Adjudication process begins with the complaint. The complaint is a detailed, factual account of the purported violation and is turned into the Honor Council office with any appropriate accompanying documentation.
Then, two Honor Council members serve as investigators and meet with the accused, the complainant, and any witnesses to ascertain the truth regarding the alleged violation and write a formal Investigation Report.
Secretary of the Honor Council (Dean of Students Ricardo D. Hall) then reviews the evidence and Investigation Report. If probable cause is found to hear the case, a hearing date is set and a hearing panel is selected. A panel consists of five Honor Council members, one of which will be designated as a speaker. At this point, the student is brought in to speak with the Dean and is formally charged.
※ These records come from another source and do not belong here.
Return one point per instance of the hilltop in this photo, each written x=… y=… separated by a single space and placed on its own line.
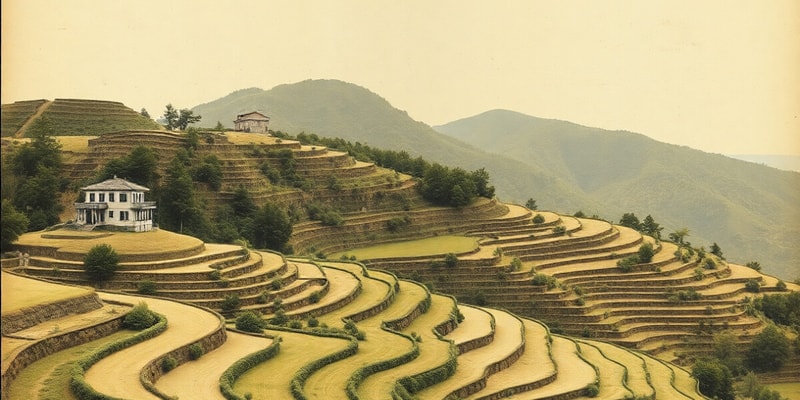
x=70 y=117
x=749 y=210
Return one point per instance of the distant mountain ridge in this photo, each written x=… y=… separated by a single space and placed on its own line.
x=749 y=210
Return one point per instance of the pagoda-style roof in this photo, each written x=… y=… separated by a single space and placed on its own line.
x=254 y=115
x=117 y=184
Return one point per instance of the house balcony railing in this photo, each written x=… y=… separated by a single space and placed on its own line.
x=91 y=206
x=143 y=205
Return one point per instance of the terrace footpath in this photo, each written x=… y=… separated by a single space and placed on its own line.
x=186 y=324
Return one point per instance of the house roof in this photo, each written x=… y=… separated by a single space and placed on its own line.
x=117 y=184
x=253 y=115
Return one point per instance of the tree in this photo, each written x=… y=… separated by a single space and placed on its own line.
x=679 y=236
x=272 y=228
x=716 y=250
x=651 y=227
x=769 y=350
x=631 y=221
x=101 y=263
x=714 y=379
x=187 y=117
x=12 y=224
x=171 y=116
x=139 y=318
x=754 y=265
x=646 y=252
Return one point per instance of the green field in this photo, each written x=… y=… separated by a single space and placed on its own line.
x=422 y=247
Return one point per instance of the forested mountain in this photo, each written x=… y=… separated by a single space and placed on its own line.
x=333 y=108
x=749 y=210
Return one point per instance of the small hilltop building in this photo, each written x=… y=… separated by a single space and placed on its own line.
x=116 y=204
x=251 y=122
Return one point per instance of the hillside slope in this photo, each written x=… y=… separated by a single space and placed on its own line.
x=565 y=167
x=749 y=210
x=337 y=109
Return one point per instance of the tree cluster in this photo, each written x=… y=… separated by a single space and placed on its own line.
x=32 y=182
x=439 y=184
x=179 y=119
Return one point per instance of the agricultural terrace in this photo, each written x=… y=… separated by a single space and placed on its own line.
x=433 y=246
x=19 y=293
x=69 y=241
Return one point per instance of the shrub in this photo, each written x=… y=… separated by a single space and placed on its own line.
x=139 y=318
x=769 y=350
x=196 y=351
x=516 y=264
x=146 y=287
x=450 y=260
x=230 y=303
x=626 y=264
x=315 y=297
x=168 y=363
x=250 y=321
x=101 y=263
x=592 y=390
x=752 y=285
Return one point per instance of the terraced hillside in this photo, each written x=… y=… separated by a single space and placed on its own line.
x=71 y=117
x=327 y=176
x=351 y=333
x=563 y=270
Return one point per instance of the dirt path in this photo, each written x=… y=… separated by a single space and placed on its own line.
x=574 y=373
x=199 y=379
x=533 y=366
x=472 y=365
x=433 y=351
x=44 y=106
x=612 y=373
x=262 y=381
x=186 y=324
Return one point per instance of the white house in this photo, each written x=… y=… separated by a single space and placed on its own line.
x=251 y=122
x=116 y=203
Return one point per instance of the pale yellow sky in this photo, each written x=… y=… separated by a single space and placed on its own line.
x=720 y=76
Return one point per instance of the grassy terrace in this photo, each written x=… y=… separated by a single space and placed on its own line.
x=19 y=293
x=433 y=246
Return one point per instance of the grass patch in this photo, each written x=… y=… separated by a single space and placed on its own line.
x=49 y=378
x=19 y=292
x=421 y=247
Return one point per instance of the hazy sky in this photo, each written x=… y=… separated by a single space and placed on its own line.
x=720 y=76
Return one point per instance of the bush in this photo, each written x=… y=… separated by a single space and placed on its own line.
x=101 y=263
x=250 y=321
x=626 y=264
x=139 y=318
x=769 y=350
x=168 y=363
x=196 y=351
x=146 y=287
x=752 y=285
x=646 y=252
x=450 y=260
x=230 y=303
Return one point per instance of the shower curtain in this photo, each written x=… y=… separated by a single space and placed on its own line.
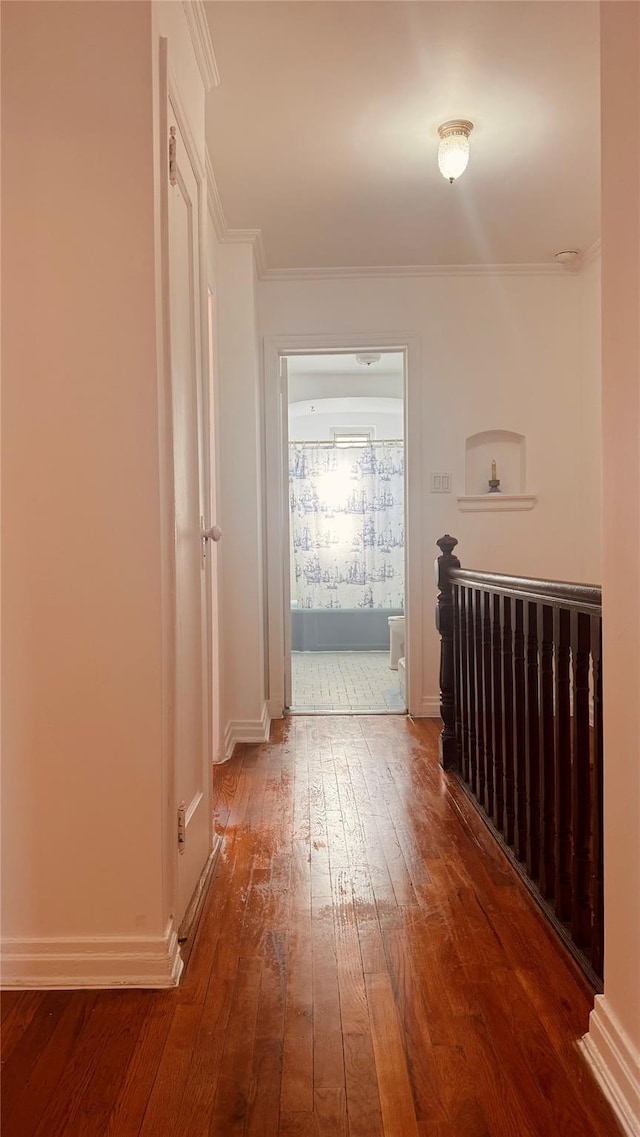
x=347 y=525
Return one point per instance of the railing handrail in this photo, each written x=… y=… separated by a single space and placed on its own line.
x=521 y=700
x=566 y=594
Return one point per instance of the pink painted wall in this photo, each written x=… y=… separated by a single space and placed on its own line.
x=621 y=441
x=81 y=778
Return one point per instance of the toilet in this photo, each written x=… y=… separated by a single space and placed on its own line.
x=396 y=640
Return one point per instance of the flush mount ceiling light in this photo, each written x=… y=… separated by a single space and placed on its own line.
x=568 y=258
x=453 y=152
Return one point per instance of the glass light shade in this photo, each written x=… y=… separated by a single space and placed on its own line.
x=453 y=152
x=453 y=156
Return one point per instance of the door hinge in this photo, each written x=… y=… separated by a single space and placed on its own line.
x=181 y=827
x=173 y=143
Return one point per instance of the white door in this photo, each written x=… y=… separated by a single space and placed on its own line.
x=288 y=559
x=192 y=641
x=210 y=546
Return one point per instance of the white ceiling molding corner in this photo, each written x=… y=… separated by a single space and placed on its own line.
x=249 y=237
x=227 y=235
x=201 y=40
x=214 y=201
x=388 y=271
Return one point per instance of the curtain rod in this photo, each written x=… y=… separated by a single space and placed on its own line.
x=349 y=446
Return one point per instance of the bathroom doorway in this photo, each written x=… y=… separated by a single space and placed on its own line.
x=347 y=554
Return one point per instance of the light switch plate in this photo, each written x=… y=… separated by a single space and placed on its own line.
x=440 y=483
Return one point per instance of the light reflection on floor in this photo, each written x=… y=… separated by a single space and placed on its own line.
x=345 y=681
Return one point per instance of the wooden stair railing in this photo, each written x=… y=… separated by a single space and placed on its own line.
x=521 y=696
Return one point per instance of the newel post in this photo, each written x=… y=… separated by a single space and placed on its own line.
x=445 y=625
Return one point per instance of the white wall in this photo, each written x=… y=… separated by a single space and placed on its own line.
x=614 y=1031
x=591 y=425
x=240 y=496
x=497 y=353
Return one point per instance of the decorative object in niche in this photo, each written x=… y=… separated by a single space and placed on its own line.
x=496 y=449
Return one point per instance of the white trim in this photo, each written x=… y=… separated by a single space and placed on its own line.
x=247 y=730
x=615 y=1064
x=214 y=200
x=89 y=961
x=274 y=346
x=225 y=234
x=201 y=40
x=365 y=272
x=429 y=707
x=496 y=503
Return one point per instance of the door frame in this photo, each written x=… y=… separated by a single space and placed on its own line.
x=169 y=94
x=276 y=507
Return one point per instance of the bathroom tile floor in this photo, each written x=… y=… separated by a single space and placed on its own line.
x=345 y=681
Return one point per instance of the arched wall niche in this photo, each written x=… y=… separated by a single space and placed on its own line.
x=504 y=447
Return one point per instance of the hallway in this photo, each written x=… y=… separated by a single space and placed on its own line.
x=366 y=964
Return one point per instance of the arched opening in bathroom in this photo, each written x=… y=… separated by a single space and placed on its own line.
x=347 y=552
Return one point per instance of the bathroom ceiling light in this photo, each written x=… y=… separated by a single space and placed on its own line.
x=453 y=152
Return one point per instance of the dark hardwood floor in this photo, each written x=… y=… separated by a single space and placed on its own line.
x=366 y=963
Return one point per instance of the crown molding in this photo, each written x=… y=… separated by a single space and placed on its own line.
x=254 y=237
x=398 y=271
x=201 y=41
x=227 y=235
x=214 y=200
x=250 y=237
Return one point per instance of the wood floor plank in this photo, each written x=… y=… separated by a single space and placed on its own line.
x=395 y=1089
x=363 y=1098
x=163 y=1110
x=26 y=1095
x=231 y=1105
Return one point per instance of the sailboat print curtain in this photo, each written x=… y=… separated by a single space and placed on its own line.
x=347 y=525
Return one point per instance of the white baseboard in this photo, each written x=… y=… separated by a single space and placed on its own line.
x=615 y=1063
x=429 y=707
x=100 y=961
x=247 y=730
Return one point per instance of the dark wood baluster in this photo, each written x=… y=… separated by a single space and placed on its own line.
x=562 y=795
x=532 y=752
x=547 y=750
x=445 y=624
x=581 y=781
x=479 y=696
x=520 y=732
x=497 y=713
x=457 y=675
x=488 y=698
x=507 y=707
x=597 y=879
x=463 y=611
x=471 y=694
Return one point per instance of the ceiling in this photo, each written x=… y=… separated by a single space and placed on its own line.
x=333 y=374
x=323 y=130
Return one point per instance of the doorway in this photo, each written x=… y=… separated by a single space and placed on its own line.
x=347 y=554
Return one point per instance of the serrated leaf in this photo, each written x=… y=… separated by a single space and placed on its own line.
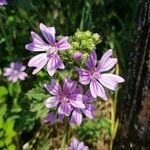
x=3 y=91
x=37 y=94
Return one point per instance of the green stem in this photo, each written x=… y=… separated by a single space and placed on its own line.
x=65 y=136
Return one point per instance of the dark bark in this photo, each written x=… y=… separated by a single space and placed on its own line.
x=134 y=107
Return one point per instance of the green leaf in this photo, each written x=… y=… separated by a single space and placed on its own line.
x=11 y=147
x=9 y=124
x=3 y=91
x=14 y=89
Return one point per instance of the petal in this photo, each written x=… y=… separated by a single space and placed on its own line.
x=110 y=81
x=38 y=44
x=48 y=33
x=22 y=68
x=51 y=102
x=3 y=2
x=97 y=90
x=61 y=118
x=7 y=71
x=89 y=97
x=84 y=77
x=54 y=63
x=69 y=86
x=89 y=110
x=22 y=75
x=54 y=87
x=81 y=146
x=63 y=44
x=38 y=61
x=106 y=55
x=106 y=63
x=109 y=64
x=92 y=60
x=77 y=103
x=51 y=117
x=13 y=78
x=74 y=144
x=65 y=108
x=76 y=117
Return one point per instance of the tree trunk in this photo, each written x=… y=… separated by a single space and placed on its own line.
x=134 y=107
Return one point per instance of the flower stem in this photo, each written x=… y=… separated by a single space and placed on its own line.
x=65 y=135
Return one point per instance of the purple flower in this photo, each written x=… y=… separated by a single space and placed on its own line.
x=66 y=98
x=3 y=2
x=77 y=56
x=88 y=111
x=52 y=118
x=96 y=75
x=15 y=72
x=76 y=145
x=50 y=50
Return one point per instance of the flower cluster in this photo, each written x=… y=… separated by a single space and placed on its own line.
x=72 y=98
x=76 y=145
x=69 y=101
x=15 y=72
x=3 y=2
The hearing itself consists of two phases. If the accused pleads not guilty, the hearing moves into an evidentiary phase, where evidence will be heard regarding the accused's guilt or innocence. At the end of the evidentiary phase, the panel will retire to deliberate. A supermajority (four out of five) is necessary to find either guilt or innocence.
If the accused is found or pleads guilty, the hearing moves into the mitigation phase. Here, the accused gets a chance to present any mitigating circumstances surrounding the violation. After mitigation, the panel retires to determine a sanction. A simple majority of the panel (three out of five) is required to concur to a sanction.